There’s simply no excuse for joking about rape the same way there’s no excuse for joking about genocide. You notice I said genocide, not murder. Because it’s easy enough to justify the murder of a single, twisted man but there’s no way an ethnic or racial group deserves genocide. Likewise, nobody deserves rape. After all, there’s a reason it’s called a crime against humanity. And that is why, no matter how big a fan of Vice Ganda you are, if you’re a level-headed person with at least a passable moral compass, you’d understand how the comedian’s joke was unacceptable.
That is simply not the case with Pol’s joke.
In fact, an open-minded person shouldn’t even find anything remotely offensive in Pol’s comic strip–certainly not something offensive enough to warrant suspension.
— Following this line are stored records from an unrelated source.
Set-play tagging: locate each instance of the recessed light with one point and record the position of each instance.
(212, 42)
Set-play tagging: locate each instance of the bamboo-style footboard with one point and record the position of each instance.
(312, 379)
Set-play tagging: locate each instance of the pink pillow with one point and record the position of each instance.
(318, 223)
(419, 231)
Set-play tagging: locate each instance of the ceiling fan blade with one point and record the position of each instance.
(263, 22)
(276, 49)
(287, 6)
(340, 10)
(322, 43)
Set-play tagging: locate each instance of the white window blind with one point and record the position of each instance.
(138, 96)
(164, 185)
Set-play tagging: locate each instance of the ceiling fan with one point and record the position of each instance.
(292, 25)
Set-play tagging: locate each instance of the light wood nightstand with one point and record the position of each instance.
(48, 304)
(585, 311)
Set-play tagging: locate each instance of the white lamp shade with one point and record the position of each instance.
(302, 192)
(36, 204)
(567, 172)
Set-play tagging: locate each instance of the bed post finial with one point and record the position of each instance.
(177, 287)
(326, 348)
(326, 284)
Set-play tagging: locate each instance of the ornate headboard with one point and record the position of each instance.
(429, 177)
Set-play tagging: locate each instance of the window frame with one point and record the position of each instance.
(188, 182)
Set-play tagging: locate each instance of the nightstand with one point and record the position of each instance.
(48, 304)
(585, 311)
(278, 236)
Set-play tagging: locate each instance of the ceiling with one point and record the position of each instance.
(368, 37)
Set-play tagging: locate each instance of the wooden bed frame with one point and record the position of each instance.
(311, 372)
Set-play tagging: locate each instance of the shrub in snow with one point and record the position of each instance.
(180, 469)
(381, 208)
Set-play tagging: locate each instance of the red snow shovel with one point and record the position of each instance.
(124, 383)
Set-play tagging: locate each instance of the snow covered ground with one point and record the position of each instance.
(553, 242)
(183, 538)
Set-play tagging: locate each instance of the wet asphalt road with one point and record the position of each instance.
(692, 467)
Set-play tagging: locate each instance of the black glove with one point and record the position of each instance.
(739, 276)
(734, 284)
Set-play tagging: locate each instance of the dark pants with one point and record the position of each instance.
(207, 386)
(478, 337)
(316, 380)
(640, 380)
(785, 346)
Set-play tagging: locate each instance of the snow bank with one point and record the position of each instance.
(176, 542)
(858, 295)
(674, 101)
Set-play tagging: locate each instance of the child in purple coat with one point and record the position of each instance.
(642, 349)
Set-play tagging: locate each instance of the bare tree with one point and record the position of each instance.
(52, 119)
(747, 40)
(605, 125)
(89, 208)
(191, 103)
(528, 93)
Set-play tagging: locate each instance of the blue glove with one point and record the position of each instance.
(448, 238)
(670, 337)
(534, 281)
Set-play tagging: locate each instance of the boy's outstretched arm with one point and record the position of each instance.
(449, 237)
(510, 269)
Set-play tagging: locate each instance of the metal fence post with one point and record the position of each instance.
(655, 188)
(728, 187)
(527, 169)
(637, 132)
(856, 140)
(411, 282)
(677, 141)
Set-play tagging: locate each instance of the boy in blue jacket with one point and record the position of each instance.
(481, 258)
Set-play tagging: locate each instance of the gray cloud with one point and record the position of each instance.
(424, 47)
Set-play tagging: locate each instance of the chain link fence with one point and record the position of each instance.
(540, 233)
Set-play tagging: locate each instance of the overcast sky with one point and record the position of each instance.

Let’s get to the crux of this: what is offensive about saying some pretty girls and possibly some nuns in St. Scholastica’s College are homosexuals?
I must be a complete tool as I fail to grasp what’s so contemptible about the statement. Isn’t being a lesbian just another gender category like being a boy or a girl? Let me put it this way: in an alternate universe where people are mostly homosexuals and straight folks are the minority, that comic strip would say some pretty girls and possibly some nuns in St. Scholastica’s College are straight. See the absurdity in that? Isn’t the statement totally normal and harmless? And it should be totally normal and harmless because there’s absolutely nothing wrong with being a homosexual just as there’s nothing wrong with being straight.
But alas! We still live in a society where backward-thinking witch hunters can throw their weight around without getting kicked in the arse even if they royally deserve it. We live in a society where it’s so goddamn difficult to pass legislation for population control, safer sex, and the protection of women amidst all the hysterical wailing from the sidelines that we sinful lot are going to hell. Separation of State and Church be damned. We live in a society where surviving Australopithecus robustus curiously called “bishops” urge us to not judge Charice Pempengco while saying she’s undergoing an identity crisis and that she needs guidance (One can never be too careful. After all, young lesbians grow into EVIL adult lesbians who are proven to be extremely horrifying). A society that makes clowns out of a group of people who are, by all measure, normal and unremarkable except for the fact that they’re not restricted by socially constructed notions of what are expected from males and females.
Sometimes, I just find myself feeling sorry for the rest of us straight people–us, stone-age idiots who will surely be the laughing stock of the genderless, classless future. But don’t you worry. PDI and St. Scholastica’s administrators are still going to be the centerpiece of the hilarious freakshow. I’ll be laughing my bones off in my grave.